Американский философ Артур Данто разделяет философию истории на два возможных типа: субстантивную и аналитическую. Субстантивная задается вопросом о смысле и значенииистории как таковой. Как уже говорилось, подобное схватывание смысла лежит в основе исторических исследований. Но это схватывание зависит от мировоззрения историка, а таких мировоззрений может быть много. Аналитическая философия истории задается вопросом: как строится историческое повествование, какова его структура? В работе «Аналитическая философия истории» (1965) он приходит к выводу о том, что история строится как нарратив по принципам художественного рассказа.
В 1960-70-е гг. идея подобного подхода к истории набирала силу. Возможно, самым ярким и последовательным образом ее выразил американский литературовед Хейден Уайт в фундаментальном труде «Метаистория. Историческое воображение в Европе XIX века» (1973), где он, исходя из принципа нарративности истории, предлагает методологию анализа исторического текста с жанрово-тропологической точки зрения, выявляя поэтику исторического повествования. Он полагает, что «в каждом историческом описании реальности существует нередуцируемый идеологический компонент». Т.е. историческое повествование не свободно от идеологических установок и целей историка. Это подрывает, с точки зрения Уайта, статус истории как науки. Он описывает историю как литературу. Литературный анализ построения текста исторических повествований позволяет ему разделить их согласно особенностям таких литературных жанров как роман, комедия. трагедия, сатира. При этом надо учесть, что историку нет необходимости как-либо искажать факты с целью включения их в сюжет. Сюжет определяет лишь логику объяснения их взаимосвязи и цели их развития.

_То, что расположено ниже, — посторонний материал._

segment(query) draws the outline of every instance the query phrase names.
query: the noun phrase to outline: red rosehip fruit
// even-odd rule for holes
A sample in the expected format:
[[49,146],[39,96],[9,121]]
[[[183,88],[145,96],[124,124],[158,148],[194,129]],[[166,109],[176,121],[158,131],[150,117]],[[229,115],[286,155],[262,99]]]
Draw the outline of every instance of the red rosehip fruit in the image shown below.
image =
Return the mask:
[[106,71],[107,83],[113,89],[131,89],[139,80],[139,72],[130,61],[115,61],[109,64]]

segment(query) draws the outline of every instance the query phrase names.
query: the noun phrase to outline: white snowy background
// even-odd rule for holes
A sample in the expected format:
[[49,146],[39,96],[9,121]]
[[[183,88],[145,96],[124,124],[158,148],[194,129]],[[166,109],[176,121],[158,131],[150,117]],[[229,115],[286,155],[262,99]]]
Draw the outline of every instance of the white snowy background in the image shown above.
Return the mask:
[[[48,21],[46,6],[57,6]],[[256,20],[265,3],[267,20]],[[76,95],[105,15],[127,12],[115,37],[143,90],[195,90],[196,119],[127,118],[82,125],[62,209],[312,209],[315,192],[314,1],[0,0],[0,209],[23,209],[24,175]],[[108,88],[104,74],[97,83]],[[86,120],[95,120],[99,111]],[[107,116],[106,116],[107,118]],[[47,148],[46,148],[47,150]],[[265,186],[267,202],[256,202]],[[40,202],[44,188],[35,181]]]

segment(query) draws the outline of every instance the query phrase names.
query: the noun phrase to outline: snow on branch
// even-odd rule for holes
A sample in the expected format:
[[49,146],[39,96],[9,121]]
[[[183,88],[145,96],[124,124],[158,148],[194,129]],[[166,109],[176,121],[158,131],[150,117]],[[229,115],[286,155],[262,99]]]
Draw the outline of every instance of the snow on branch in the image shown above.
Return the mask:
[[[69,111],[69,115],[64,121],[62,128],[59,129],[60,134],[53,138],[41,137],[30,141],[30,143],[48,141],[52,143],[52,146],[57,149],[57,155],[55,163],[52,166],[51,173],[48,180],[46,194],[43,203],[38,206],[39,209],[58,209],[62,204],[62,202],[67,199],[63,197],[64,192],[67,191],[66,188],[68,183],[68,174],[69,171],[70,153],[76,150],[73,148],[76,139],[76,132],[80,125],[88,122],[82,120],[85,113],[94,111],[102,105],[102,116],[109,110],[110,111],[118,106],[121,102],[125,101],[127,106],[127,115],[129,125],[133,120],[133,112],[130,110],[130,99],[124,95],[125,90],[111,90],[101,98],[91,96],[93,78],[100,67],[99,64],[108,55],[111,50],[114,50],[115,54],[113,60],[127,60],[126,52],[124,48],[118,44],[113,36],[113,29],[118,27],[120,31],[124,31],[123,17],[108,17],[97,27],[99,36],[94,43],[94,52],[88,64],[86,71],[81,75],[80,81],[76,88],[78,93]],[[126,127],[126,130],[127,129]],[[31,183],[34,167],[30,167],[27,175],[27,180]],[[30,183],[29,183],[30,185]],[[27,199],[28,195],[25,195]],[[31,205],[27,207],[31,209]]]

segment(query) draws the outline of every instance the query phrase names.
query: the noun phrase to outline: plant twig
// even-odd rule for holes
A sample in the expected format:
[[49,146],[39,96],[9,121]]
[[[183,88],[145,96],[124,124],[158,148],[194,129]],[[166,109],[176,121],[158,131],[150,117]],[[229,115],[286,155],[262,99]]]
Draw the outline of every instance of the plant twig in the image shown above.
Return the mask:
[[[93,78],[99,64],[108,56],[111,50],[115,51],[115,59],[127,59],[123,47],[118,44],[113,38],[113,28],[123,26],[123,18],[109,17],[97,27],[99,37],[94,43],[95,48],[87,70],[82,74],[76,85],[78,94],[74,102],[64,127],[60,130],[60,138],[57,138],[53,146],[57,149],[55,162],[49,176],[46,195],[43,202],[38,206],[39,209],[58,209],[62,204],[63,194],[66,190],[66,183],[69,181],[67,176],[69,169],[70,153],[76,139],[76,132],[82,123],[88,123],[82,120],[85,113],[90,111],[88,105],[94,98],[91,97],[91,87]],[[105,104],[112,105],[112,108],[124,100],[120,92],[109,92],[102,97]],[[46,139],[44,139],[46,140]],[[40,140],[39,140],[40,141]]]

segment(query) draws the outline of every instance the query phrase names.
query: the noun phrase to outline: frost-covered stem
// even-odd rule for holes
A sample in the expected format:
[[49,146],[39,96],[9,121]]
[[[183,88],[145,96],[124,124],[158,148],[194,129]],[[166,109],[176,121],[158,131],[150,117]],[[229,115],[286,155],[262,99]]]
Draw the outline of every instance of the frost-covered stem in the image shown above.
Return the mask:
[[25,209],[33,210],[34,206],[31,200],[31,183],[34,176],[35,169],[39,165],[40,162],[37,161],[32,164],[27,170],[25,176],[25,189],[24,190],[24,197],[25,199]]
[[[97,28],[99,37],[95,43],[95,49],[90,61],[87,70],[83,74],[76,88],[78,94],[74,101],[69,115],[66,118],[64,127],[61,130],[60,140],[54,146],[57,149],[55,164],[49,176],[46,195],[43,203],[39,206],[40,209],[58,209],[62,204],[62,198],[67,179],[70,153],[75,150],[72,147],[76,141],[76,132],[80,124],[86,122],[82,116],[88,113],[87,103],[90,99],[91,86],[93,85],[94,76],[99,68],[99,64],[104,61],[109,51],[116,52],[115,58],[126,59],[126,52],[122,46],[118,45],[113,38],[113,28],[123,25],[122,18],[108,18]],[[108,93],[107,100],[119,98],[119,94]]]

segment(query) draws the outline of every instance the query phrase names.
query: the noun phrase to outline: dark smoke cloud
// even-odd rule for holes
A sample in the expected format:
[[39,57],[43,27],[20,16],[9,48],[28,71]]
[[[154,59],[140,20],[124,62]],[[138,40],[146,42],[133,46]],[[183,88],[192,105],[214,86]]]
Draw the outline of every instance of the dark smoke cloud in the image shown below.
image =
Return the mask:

Итак, современная философия истории указывает на мифологический подтекст исторического мышления. История осмысливается как собственный вымысел субъекта, оправдывающей его настоящее существование. В этом контексте появляется тяга к созданию альтернативных историй, к стиранию границ исторического реализма и погружению в пространство воображаемой истории. Также сомнения в реальности исторических описаний вызывают к жизни мистическую потребность в восстановлении исторической референции (т.е. той исторической реальности, которую, как теперь представляется, уже не столько показывает, сколько скрывает историческое повествование), что порождает во многих ощущение заговора, намеренного сокрытия исторических фактов, ощущение, что описываемая в учебниках история не верна.
Однако, по словам Уайта, историческое мышление в целом является специфически западным «предрассудком», особенностью одного только типа мышления, не могущего мыслить себя вне отсылки к собственным основаниям, мышления, рефлексивного мышления, вынужденного всегда не совпадать с собой. Также Х.У.Гумбрехт в работе «Производство присутствия. Чего не может передать значение» (2004) полагает, что «хронотоп “исторического времени” подходит к концу, и независимо от того, называть ли наше время “модерном” или “постмодерном”, этот процесс ухода исторического времени в прошлое, по-видимому, теперь уже и сам остался позади». По его мнению, история как основание субъекта больше не интересует современного человека, а потому он не нуждается больше в построении ее в качестве линии. Скорее он готов вживаться в те или иные прошлые эпохи как в свое живое и насыщенное настоящее. Этому процессу способствует также представление исторических событий в кинематографе и в аудио-визуальном Интернет-пространстве. Также проявлением его можно назвать современное увлечение ролевыми играми.